Python Lab¶

Introduction to python for scientific computing¶

In [ ]:

%matplotlib inline
import pandas as pd
import numpy as np
import pysal as ps
import matplotlib.pyplot as plt

`pandas`¶

Data structures to read, interact, transform and write structured data.

Read your data:

In [ ]:

db = pd.read_csv('../workshop_data/Houston_pop00.csv')
db.info()

Explore it:

In [ ]:

db.head()

In [ ]:

db.tail()

In [ ]:

db.describe().T

Advanced subsetting:

In [ ]:

downtown = db[db['dcbd'] < 15]
downtown.info()

And many more operations on tabular (multi-)indexed data. Check the documentation for more info and tutorials.

`numpy`¶

numpy and scipy are the foundational libraries for any kind of numeric computing in Python. Numpy offers the efficient matrix structure denominated array or ndarray (Numpy data array) as well as some basic statistical functions that may be applied to arrays.

To whet your appetite, let's first create a simple array. You can do this from a pre-existing Python list, for example:

In [ ]:

l = [1, 2, 3, 4]
a = np.array(l)
a

At first sight, a is not very different from l; however, under the hood, it provides much more efficient structures for data manipulation (including C-optimized functions and other performance enhancements). Arrays contain only one data type and may have several dimensions, opening up the door for very fancy matrix manipulation.

In [ ]:

print type(a[0])
l += 'a'
a = np.array(l)
print type(a[0])

In [ ]:

l = [[1, 2], [3, 4], [5, 6]]
a = np.array(l)
print 'Array a has a dimension of: ', a.shape
print a

numpy supports operations betwee arrays, such as sumation, difference, multiplication and division:

In [ ]:

a = np.random.random((3, 2))
b = np.random.random((2, 3))
a, b

In [ ]:

# Sum (note the transpose for dimensionality alignment)
a + b.T

In [ ]:

# Difference (note the transpose for dimensionality alignment)
a - b.T

In [ ]:

# Matrix product
c = np.dot(a, b)
c

In [ ]:

# Matrix division by a scalar
c = a / 2.
c

scipy is the sister library of Numpy and offers a wide arrange of statistical functions to operate on Numpy arrays. This provides much of the functionality that you find in the core packages of other statistical languages like R (in the r-base package) or Matlab.

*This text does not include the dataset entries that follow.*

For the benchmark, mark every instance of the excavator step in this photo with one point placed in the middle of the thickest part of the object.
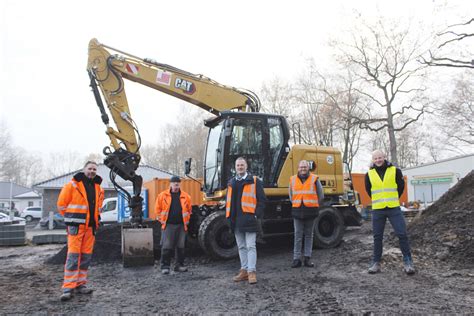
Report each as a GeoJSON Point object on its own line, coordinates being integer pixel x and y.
{"type": "Point", "coordinates": [137, 247]}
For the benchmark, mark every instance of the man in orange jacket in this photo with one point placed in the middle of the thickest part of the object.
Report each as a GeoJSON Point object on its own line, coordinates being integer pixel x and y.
{"type": "Point", "coordinates": [173, 209]}
{"type": "Point", "coordinates": [306, 194]}
{"type": "Point", "coordinates": [79, 203]}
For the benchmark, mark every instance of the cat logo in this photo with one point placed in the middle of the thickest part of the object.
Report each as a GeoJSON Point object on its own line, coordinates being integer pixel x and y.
{"type": "Point", "coordinates": [187, 86]}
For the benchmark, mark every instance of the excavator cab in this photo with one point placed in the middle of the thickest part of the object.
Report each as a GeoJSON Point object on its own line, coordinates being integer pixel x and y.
{"type": "Point", "coordinates": [262, 139]}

Besides the core of scipy, the project also includes additional packages called scikits that expand the main functionality in some particular way. Check out the scikits website to get a sense of what is covered.

pandas heavily relies on numpy under the hood, and it inherits many of its capabilities. For example, we can operate on vectors as one would do on numpy arrays:

In [ ]:

db['pop_dens'] = db['POP00'] / db['ALAND']

`matplotlib`¶

matplotlib is the main tool for static graphical display in Python. It provides 2D and 3D functionality to plot data in a static way. The library may not appear as very intuitive at first, but if you get over the learning curve, it is extremely flexible and it allows to tweak every aspect of a figure. Because of its focus on flexibility, the defaults may not be the prettiest, but with some work on them, Matplotlib can create beautiful figures that rival in quality with any other library for static plotting (such as R's ggplot2).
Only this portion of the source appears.